Cost-Effectiveness: Improvements in food security, diet quality, and health outcomes relative to program costs. Metrics such as cost per Quality-Adjusted Life-Year (QALY) gained are often cited as evidence of program success.

Healthcare Utilization Reductions: While programs might lower short-term healthcare usage, they do not necessarily lead to long-term systemic cost reductions due to sustained service demand.

While some studies suggest Food as Medicine programs may yield cost savings, others highlight their primary value in improving health outcomes rather than reducing overall healthcare expenditures. This distinction is critical, as improved outcomes might come with increased spending, especially if these programs are widely adopted.

Historically, major healthcare policy changes have been associated with significant increases in healthcare inflation. For instance:

Medicare and Medicaid (1965): The expansion of access led to increased utilization and spending, with healthcare inflation exceeding general inflation.

Affordable Care Act (2010): While the ACA aimed to control costs, its expanded coverage initially drove up spending before moderating healthcare inflation growth.
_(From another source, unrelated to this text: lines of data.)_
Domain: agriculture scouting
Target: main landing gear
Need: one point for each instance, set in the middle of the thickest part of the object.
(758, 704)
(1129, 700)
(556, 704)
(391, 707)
Integrating Food as Medicine programs into public insurance could follow a similar trajectory. Although these programs could improve health outcomes, the associated costs of food provision, logistics, and administration might drive healthcare spending higher. In other words, we should expect a short-term increase in spending when we make the investment to reduce future healthcare costs.

Looking retrospectively, we will be able to determine the actual cost savings. In terms of initiatives that are cost effective, it means we would produce better health outcomes for the same dollar spent.
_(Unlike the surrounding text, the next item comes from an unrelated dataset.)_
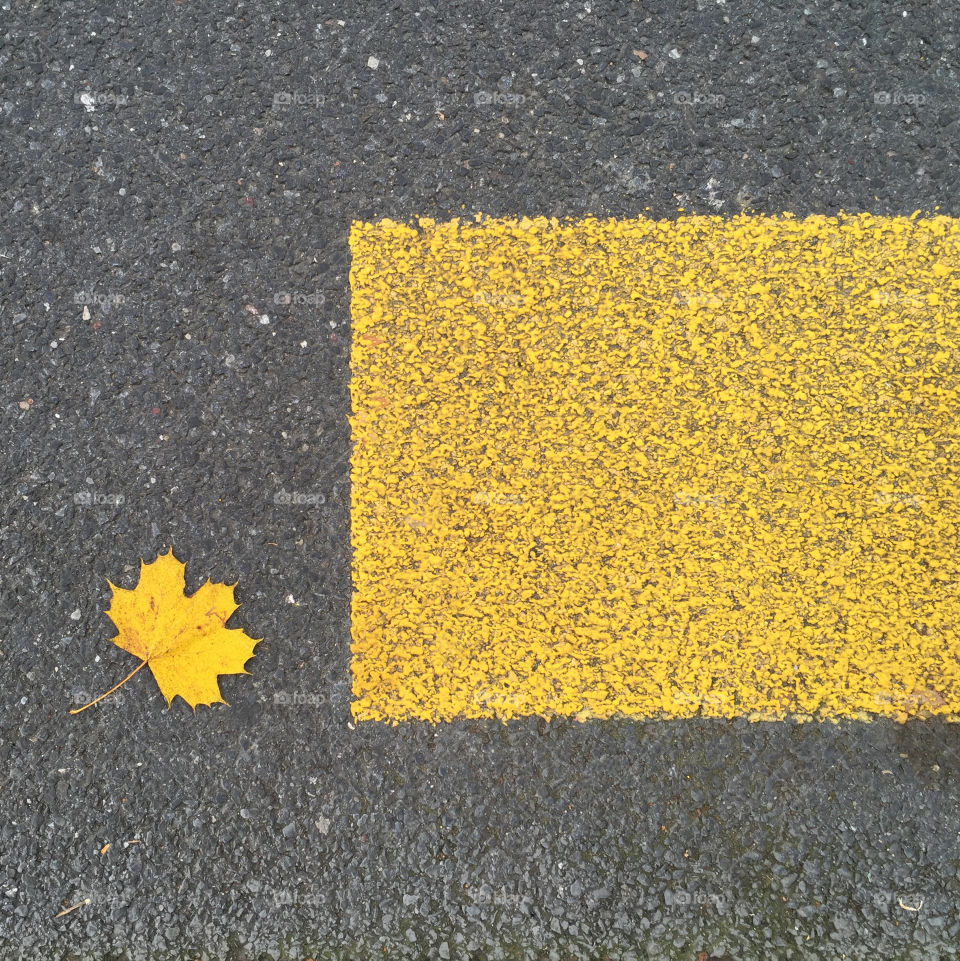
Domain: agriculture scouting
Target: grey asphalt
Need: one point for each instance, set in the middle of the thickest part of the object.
(171, 174)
A Food as Medicine program could resonate with Democrats for its focus on social determinants of health and Republicans for its potential cost-containment narrative. However, as with any major policy change, potential challenges include:

Administrative Complexity: Managing food provision logistics within public insurance programs would require significant infrastructure and oversight, increasing administrative costs.

Economic Ripple Effects: Increased demand for medically tailored meals could strain supply chains, exacerbating food and healthcare inflation.

Equity Challenges: Ensuring equitable access across diverse populations would necessitate careful policy design and implementation.

There’s a tension between improved health outcomes and increased costs, which we’ve seen with other programs.  Medicare, Medicaid, and the ACA expanded access but introduced significant cost pressures.

These historical parallels suggest that while Food as Medicine programs might enhance population health, we will have to make an upfront investment to save costs and improve outcomes.  Incorporating Food as Medicine into insurance coverage could be a cornerstone of a transformative healthcare agenda, addressing chronic disease and promoting equity.

Ed Gaskin is Executive Director of Greater Grove Hall Main Streets and founder of Sunday Celebrations.